How to make a limitation on endianness?

Forcing SomeBitString and Prefix to be of the same endianess and throwing an exception when they are not is not a good idea.

Dropping the feature of declaring endianness per-field is easy, but disallowing people from combining bits of different endianess doesn’t make sense.

If performance and/or code size is important, it’s better to fetch only part of the number. Consider:

extract_1(<<A:64/little>>) ->
    A band 16#fff.

extract_2(<<A:16/little,_:48>>) ->
    A band 16#fff.

In extract_1/1, it is possible that the value of A will not fit in a small integer (60 bits signed), so the generated native code will have to handle that case. Here is the part of the native code that extracts a 64-bit segment:

# extract integer 64
    mov x4, 15
# reverse endian for a little-endian segment
    rev64 x9, x7
    lsr x9, x9, 0
# test whether it fits in a small
    lsr x10, x9, 59
    cbnz x10, L32
    orr x27, x4, x9, 4
    b L33
L32:
# store extracted integer as a bignum
    add x27, x23, 2
    mov x10, 72
    stp x10, x9, [x23], 16
L33:

The band operator will also need to handle a large integer that does not fit in a small:

# i_band_jIssd
    mov x2, 65535
    and x0, x27, x2
# simplified test for small operands since other types are boxed
    tbnz x0, 0, L34
    mov x1, x27
    bl L36
L34:
    mov x25, x0

The code that extracts a 16-bit segment in extract_2/1 is simpler because the result is always a small integer:

# extract integer 16
    mov x4, 15
    ubfx x9, x7, 48, 16
# reverse endian for a little-endian segment
    rev16 x9, x9
    orr x27, x4, x9, 4

The band operation is also much simpler:

# i_band_jIssd
# skipped test for small operands since they are always small
    and x25, x27, 65535

Ok, how about this. This is an idea that allows proper little-endian field extraction, in a backwards-compatible way.

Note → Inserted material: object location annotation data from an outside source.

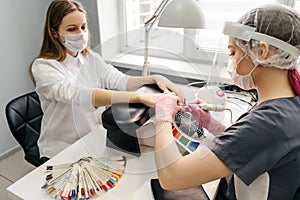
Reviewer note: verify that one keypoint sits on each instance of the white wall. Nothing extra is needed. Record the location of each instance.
(22, 24)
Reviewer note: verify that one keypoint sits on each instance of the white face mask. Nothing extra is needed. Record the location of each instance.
(243, 81)
(76, 42)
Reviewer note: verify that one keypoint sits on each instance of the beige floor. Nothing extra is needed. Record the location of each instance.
(12, 168)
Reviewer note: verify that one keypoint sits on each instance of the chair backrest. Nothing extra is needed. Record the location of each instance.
(24, 116)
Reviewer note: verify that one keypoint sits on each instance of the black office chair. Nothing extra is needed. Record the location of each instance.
(24, 116)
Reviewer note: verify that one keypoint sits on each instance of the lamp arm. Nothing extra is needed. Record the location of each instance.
(156, 14)
(148, 25)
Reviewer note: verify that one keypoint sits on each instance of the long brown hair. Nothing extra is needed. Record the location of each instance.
(51, 47)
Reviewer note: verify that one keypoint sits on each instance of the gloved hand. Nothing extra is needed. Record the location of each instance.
(166, 107)
(204, 117)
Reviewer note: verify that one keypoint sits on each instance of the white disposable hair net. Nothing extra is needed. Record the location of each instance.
(278, 26)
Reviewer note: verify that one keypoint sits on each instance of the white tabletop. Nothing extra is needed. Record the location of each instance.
(134, 184)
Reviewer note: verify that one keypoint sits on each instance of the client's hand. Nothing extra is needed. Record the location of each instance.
(149, 99)
(166, 107)
(165, 84)
(204, 117)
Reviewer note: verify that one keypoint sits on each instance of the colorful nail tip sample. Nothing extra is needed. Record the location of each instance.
(187, 132)
(84, 179)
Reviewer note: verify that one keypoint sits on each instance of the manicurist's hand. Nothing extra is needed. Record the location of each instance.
(166, 107)
(165, 84)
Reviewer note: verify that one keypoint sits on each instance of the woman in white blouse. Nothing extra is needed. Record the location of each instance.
(72, 81)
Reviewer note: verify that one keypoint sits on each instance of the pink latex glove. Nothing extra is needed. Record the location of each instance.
(166, 107)
(204, 117)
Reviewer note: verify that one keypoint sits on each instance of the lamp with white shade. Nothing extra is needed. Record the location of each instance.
(173, 14)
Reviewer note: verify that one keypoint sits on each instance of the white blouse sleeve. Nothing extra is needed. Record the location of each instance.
(54, 84)
(110, 77)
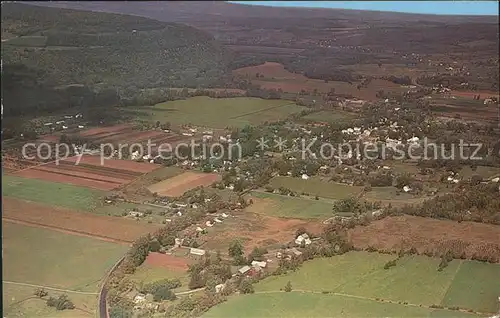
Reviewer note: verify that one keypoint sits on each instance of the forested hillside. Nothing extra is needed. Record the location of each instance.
(59, 58)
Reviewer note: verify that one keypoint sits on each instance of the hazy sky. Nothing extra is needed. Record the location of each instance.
(432, 7)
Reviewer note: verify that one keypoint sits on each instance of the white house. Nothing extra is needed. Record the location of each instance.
(139, 298)
(303, 238)
(260, 264)
(197, 251)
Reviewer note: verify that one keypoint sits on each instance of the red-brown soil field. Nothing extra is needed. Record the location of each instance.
(256, 229)
(89, 173)
(100, 227)
(168, 261)
(176, 186)
(427, 235)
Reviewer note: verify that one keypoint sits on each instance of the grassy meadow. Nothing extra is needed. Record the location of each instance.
(51, 258)
(292, 207)
(19, 301)
(333, 117)
(218, 112)
(315, 186)
(51, 193)
(353, 285)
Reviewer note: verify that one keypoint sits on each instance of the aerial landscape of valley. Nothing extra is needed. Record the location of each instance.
(223, 159)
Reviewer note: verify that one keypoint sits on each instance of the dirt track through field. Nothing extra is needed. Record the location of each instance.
(108, 228)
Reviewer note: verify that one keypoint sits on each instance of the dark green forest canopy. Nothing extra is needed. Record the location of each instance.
(46, 49)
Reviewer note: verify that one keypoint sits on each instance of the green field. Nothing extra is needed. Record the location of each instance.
(317, 187)
(50, 258)
(335, 117)
(218, 112)
(483, 171)
(465, 291)
(300, 305)
(353, 285)
(292, 207)
(51, 193)
(391, 195)
(30, 41)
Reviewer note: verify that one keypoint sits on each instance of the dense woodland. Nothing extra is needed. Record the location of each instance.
(57, 58)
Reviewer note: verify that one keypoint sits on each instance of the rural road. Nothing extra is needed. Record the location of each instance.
(50, 288)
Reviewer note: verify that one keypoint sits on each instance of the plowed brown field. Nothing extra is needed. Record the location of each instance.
(100, 227)
(176, 186)
(426, 235)
(168, 261)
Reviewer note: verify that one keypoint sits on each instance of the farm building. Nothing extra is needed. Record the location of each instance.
(259, 264)
(197, 251)
(244, 270)
(303, 239)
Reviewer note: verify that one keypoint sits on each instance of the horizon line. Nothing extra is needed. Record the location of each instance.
(443, 8)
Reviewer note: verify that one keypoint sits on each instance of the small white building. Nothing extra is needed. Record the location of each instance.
(303, 238)
(219, 288)
(243, 270)
(140, 299)
(136, 214)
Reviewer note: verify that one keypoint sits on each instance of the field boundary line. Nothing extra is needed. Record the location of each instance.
(42, 164)
(50, 288)
(65, 230)
(373, 299)
(451, 281)
(260, 111)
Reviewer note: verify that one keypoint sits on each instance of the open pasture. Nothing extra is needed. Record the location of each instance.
(289, 207)
(331, 117)
(426, 234)
(19, 301)
(176, 186)
(303, 304)
(275, 76)
(356, 284)
(218, 112)
(50, 258)
(50, 193)
(391, 195)
(316, 186)
(110, 175)
(117, 164)
(465, 109)
(105, 228)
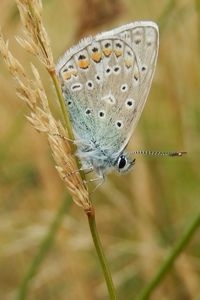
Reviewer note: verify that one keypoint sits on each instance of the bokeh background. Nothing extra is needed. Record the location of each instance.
(140, 215)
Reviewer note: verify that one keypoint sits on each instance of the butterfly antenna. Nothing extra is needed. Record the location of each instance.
(158, 153)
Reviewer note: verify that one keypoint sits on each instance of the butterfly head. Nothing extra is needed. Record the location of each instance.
(124, 163)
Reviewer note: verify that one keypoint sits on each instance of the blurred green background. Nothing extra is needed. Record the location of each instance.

The idea is either a new endian specifier or reworking the existing /little specifier, that does affect “PHASE 1” above. When specified, it will take bits from the earliest available byte, from the least significant end:

 01234567  Byte 01234567
+--------+     +--------+
|08      | MSB |7       |
|19      |     |6       |
|2A      |     |5       |
|3B      |     |4       |
|4       |     |3B      |
|5       |     |2A      |
|6       |     |19      |
|7       | LSB |08      |
+--------+     +--------+
Left  : <<off:12     , _:52>>
Right : <<off:12/smol, _:52>>

It gets a bit wonky with mixed endiannesses and nested binaries, but in my opinion the current system gets a lot wonkier. This system is never ambiguous, it never leaves a non-contiguous range of bits in a byte, and it never takes bits from a later byte before using up all earlier. I think it would be a great addition.

Got it, Thank you !